After Day 5, compare:
- msgqueue: 50% reuse, 8-10 hours, 100% detection
- cachewrap: 35% reuse, 12-16 hours, ≥90% detection

If cachewrap takes **<60% more time** despite **30% less reuse**, the flywheel scales well.

---

## Final Verdict

### Status: ⚠️ **90% Ready - Fix 2 Gaps**

**What's excellent:**
- ⭐⭐⭐⭐⭐ README (hypothesis, metrics, difficulty)
- ⭐⭐⭐⭐⭐ Config (persistent mode, 3 corpus sources)
- ⭐⭐⭐⭐⭐ Day 1-2 plan (detailed, realistic)
- ⭐⭐⭐⭐☆ Authority sources (templates ready)
- ⭐⭐⭐⭐⭐ Domain choice (validates multi-domain transfer)

**What needs fixing:**
- ⚠️ Day 3 Phase 4: Add manual fallback format
- ⚠️ Day 3 Phase 5: Add debug workflow

**Time to fix:** ~10 minutes

**After fixes:** ✅ Ready to start Day 1

---

## Comparison to Gold Standard (httpclient)

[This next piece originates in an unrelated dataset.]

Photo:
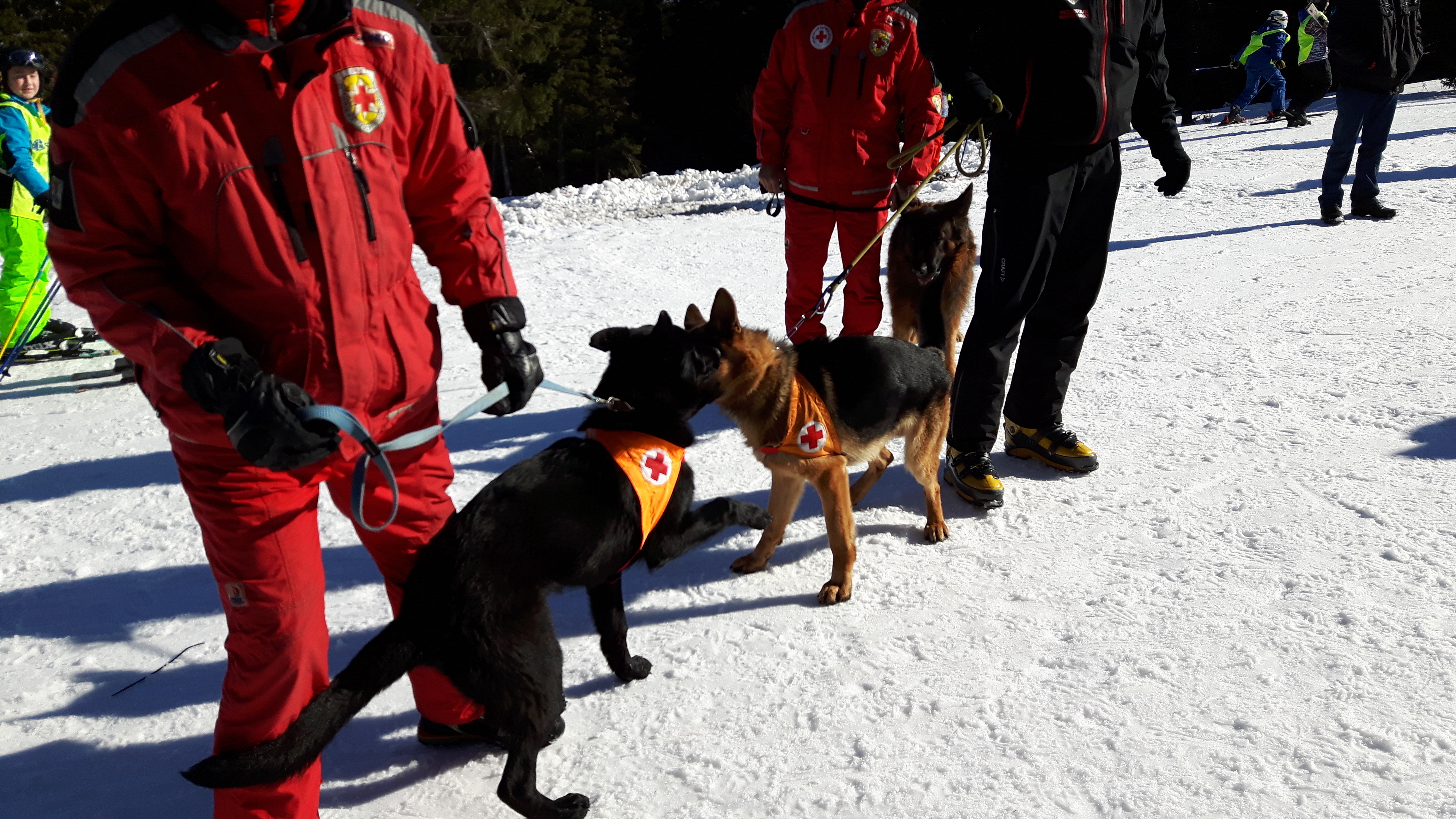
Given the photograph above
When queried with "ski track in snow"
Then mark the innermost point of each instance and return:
(1248, 611)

| Aspect | httpclient | cachewrap | Rating |
|--------|-----------|-----------|--------|
| Directory structure | ⭐⭐⭐⭐⭐ | ⭐⭐⭐⭐⭐ | Equal |
| README hypothesis | ⭐⭐⭐⭐⭐ | ⭐⭐⭐⭐⭐ | Equal |
| Config quality | ⭐⭐⭐⭐⭐ | ⭐⭐⭐⭐⭐ | Equal |
| Authority sources | ⭐⭐⭐⭐⭐ (filled) | ⭐⭐⭐⭐☆ (templates) | Slightly lower |
| Day 1-2 plan | ⭐⭐⭐⭐⭐ | ⭐⭐⭐⭐⭐ | Equal |
| Day 3 plan | ⭐⭐⭐⭐⭐ (complete) | ⭐⭐⭐☆☆ (missing 2 features) | **Needs update** |
| Day 4-5 plan | ⭐⭐⭐⭐⭐ | ⭐⭐⭐⭐⭐ | Equal |

**Overall:** cachewrap is **httpclient-quality** except for Day 3 gaps (which are easy to fix).

---

## Action Items

### For Setup Owner (Do Now)

- [ ] Copy manual fallback format from msgqueue to cachewrap plan.md Phase 4
- [ ] Copy debug workflow from msgqueue to cachewrap plan.md Phase 5
- [ ] Review additions for cachewrap-specific terminology
- [ ] Commit changes

**Time:** 10 minutes

### For Day 1 Executor (When Starting)

- [ ] Read `plan.md` completely before starting
- [ ] Verify `/aphoria-suggest` skill available
- [ ] Verify `/aphoria-claims` skill available
- [ ] Have `docs/extractors/declarative-extractors.md` open for reference

### For Day 3 Executor (Critical)

- [ ] **DO NOT skip Phase 4 (extractor creation)** - This is the flywheel validation
- [ ] Follow 6-phase workflow exactly (pre-flight → scan → gap → create → verify → document)
- [ ] If 0% detection after Phase 5 → Use debug workflow immediately
- [ ] Document detection rate improvement (v1 → v2)

---

**Evaluation complete:** 2026-02-11

**Next step:** Fix 2 Day 3 gaps, then **ready to start Day 1**.